Dallas

Downtown Dallas 360 Plan to Manage Traffic, Growth

50,000 more residents forecast in and near downtown in five years

After a burst of amazing growth in Downtown Dallas the past few years, city leaders got their first look Monday at a new plan to manage up to 50,000 more downtown residents, bringing more traffic and development.

Resident Ryan Burris, who moved to a Commerce Street apartment over the summer, said he has already seen a change in his new neighborhood.

"There’s so much traffic. Yes, better in a way that it’s coming back to life now," Burris said. "Before when I used to come downtown, there was no life here. It looked like a ghost town just a couple years ago. And now with people walking around, there’s a more urban lifestyle now."

Responding to that situation, the private business organization Downtown Dallas Inc (DDI) prepared the so called "360 Plan."

The new plan presented to a Dallas City Council Committee Monday is an update of the original 2011 plan which forecast 10,000 downtown residents.

“We had some lofty goals, to get to that 10,000 number, to bring more retail, bring more restaurants and bring more street life,” DDI President and CEO Kourtny Garrett said.

There are now 11,000 downtown residents with more high-rise apartments just getting ready to accept hundreds more.

The new plan forecasts 20,000 more residents downtown and 50,000 more in neighborhoods within 2.5 miles of the city center within the next five years.

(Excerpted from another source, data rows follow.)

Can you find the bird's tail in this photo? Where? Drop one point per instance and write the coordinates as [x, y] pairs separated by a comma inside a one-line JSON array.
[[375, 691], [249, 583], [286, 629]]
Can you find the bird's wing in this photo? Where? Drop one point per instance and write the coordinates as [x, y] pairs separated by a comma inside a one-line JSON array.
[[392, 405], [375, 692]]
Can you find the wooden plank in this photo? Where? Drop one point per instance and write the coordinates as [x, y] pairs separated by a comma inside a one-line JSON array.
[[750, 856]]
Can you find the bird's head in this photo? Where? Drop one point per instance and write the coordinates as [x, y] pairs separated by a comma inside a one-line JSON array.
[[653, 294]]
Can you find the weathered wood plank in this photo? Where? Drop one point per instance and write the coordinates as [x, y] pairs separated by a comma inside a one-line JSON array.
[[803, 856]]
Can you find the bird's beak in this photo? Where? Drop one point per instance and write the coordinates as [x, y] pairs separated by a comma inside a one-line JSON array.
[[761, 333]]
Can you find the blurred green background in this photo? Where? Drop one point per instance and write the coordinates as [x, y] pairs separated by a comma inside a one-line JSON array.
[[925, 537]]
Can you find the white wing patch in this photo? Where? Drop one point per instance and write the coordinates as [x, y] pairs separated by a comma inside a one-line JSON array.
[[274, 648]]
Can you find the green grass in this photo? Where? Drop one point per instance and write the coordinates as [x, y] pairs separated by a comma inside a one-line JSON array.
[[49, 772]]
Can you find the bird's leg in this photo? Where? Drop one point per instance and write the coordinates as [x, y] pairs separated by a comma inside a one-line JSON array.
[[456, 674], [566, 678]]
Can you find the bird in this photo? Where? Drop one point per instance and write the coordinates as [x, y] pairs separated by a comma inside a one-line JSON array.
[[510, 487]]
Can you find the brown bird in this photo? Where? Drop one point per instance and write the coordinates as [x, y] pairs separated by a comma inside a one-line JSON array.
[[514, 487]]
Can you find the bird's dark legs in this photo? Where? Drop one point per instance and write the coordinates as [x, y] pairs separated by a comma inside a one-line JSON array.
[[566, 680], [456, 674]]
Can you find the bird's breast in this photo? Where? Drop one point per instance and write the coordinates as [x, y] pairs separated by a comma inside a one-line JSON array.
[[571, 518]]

“So, there’s a lot of momentum still to continue, which is why we are revisiting the plan, to make sure that we are steering that development in the right way,” Garrett said.

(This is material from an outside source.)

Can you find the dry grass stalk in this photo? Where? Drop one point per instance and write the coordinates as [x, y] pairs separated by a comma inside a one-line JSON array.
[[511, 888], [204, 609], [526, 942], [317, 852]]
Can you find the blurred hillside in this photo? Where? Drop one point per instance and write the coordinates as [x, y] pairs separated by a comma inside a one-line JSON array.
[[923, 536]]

City Council Member Philip Kingston, who represents Downtown Dallas, praised the plan for shifting away from just planning for more cars.

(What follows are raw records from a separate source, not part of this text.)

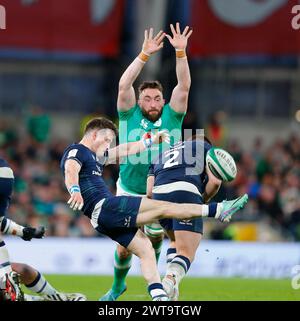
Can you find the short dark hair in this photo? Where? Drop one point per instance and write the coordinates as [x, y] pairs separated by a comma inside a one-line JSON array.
[[150, 84], [100, 123]]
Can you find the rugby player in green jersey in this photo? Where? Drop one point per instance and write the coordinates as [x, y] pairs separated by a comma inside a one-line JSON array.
[[138, 115]]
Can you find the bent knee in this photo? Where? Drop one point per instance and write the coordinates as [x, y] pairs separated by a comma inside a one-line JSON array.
[[123, 253], [23, 269]]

“It responds to more people, not with more cars, but with more alternative forms of transportation,” Kingston said.

Bicycles, mass transit and street car development are in the plan.

It envisions several more deck parks to connect the central business district with surrounding neighborhoods like the one over Woodall Rodgers Freeway that joins Downtown Dallas with Uptown Dallas.

A proposed high-speed rail station for service to Houston is included on the plan.

"Imagine we’re getting another, basically, Love Field Airport, in downtown,” Garrett said.

Burris said the plans are needed to keep pace with what is happening already.

“Downtowns are coming back, I think, nationwide, and I think Dallas has done a good job so far,” he said.

The Dallas City Council is due to vote on the new 360 Plan on Dec. 13.